There has been much glib discussion of massive increases in transmission capacity to allow wind service. But a comprehensive solution to global warming in the electric sector is likely to require a strong enough efficiency response that transmission resources for wind are not a core issue for several decades. Transmission capacity is expensive and will knock wind out of the running in situations where the wind resources are not reasonably local. Just as a 20-40 percent premium for nuclear power or carbon sequestration makes a vast array of efficiency alternatives available, and a better deal, so does adding new wind plus a long distance transmission line.
Perhaps the lesson here is that the whole climate response is so complex that we can’t expect to envision it well or properly until we have started with the low hanging fruit.
Electric cars and wind:
One of the muted joys of being an efficiency advocate is the frequency with which one is proven right. The biofuels mess was predictable, just as the current price of gas was predictable in 1982 when the Reagan administration tried to roll back CAFE standards and successfully blocked the NHTSA’s legal responsibility to increase the standards in response to the cost-effectiveness of the efficiency gains. There are no meaningful renewable alternatives to petroleum or natural gas, unless the electric car proves viable. Synfuels may not fly in the long run, but they seem to have some economic justification, and therefore present a massive potential increase in CO2.
The electric car is potentially less CO2-intensive than gasoline, even using 100 percent coal to fuel it, but there is another aspect: If you recognize that electricity is far cheaper than gasoline for an equivalent distance driven, it suggests a possible solution for the moment when wind development runs into the economic hurdle of displacing much cheaper coal in existing power plants.
Fueling an electric car is so much cheaper than fueling a gasoline car that it should be possible to build a subsidy for wind turbines into the price of an electric car without the buyer being aware — unless the manufacturer chooses to make it a marketing tool. A reasonable estimate of the cost of wind capacity to fuel an electric car is $425/year. This is just an estimate, without reference to any specific wind turbine or electric car. Using plug power would cost less (perhaps $360) at today’s average rates, but plug power includes generation resources which were amortized decades ago.
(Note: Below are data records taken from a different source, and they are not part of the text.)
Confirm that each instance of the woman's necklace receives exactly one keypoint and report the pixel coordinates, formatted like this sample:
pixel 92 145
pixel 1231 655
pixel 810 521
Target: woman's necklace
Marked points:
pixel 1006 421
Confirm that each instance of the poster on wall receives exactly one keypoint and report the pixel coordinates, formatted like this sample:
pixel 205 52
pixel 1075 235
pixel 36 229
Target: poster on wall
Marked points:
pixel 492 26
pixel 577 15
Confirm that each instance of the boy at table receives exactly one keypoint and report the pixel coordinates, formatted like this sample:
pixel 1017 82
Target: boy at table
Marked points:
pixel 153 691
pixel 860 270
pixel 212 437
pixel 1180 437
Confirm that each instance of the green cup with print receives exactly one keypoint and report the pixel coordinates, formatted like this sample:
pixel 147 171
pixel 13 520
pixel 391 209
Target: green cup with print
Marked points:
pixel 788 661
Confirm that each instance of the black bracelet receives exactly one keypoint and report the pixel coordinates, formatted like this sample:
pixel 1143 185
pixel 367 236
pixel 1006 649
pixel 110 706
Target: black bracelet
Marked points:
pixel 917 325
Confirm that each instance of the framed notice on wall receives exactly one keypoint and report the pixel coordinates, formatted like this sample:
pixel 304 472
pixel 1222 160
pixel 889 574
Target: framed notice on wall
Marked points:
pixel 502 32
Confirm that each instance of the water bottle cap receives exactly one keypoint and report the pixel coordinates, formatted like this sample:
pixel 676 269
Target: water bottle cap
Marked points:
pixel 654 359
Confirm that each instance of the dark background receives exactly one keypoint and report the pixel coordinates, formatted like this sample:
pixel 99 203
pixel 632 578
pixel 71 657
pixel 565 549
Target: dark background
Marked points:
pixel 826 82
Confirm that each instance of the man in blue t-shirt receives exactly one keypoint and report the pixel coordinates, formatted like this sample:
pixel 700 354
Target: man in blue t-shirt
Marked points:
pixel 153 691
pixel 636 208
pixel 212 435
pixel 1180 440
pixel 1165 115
An electric car owner would use plug power, but would not need to pay the entire cost of a new wind turbine to ensure that the entire fuel resource used by his or her car was offset by renewable resources. Rather, the manufacturer of the electric car could include a fee in the price of the car which would subsidize the construction of new wind turbines. Adding this new subsidy to the existing federal tax credit would make a very attractive offer to utilities considering new wind resources, at a small fraction of the full cost of the new wind.
This is not just a gratuitous marketing scheme — it is the best suggestion I have heard to date to keep the wind industry moving ahead at the point that we stop building wind to meet new growth in electric consumption, and start trying to build it in the face of net reductions in electricity consumption and/or CO2 emissions.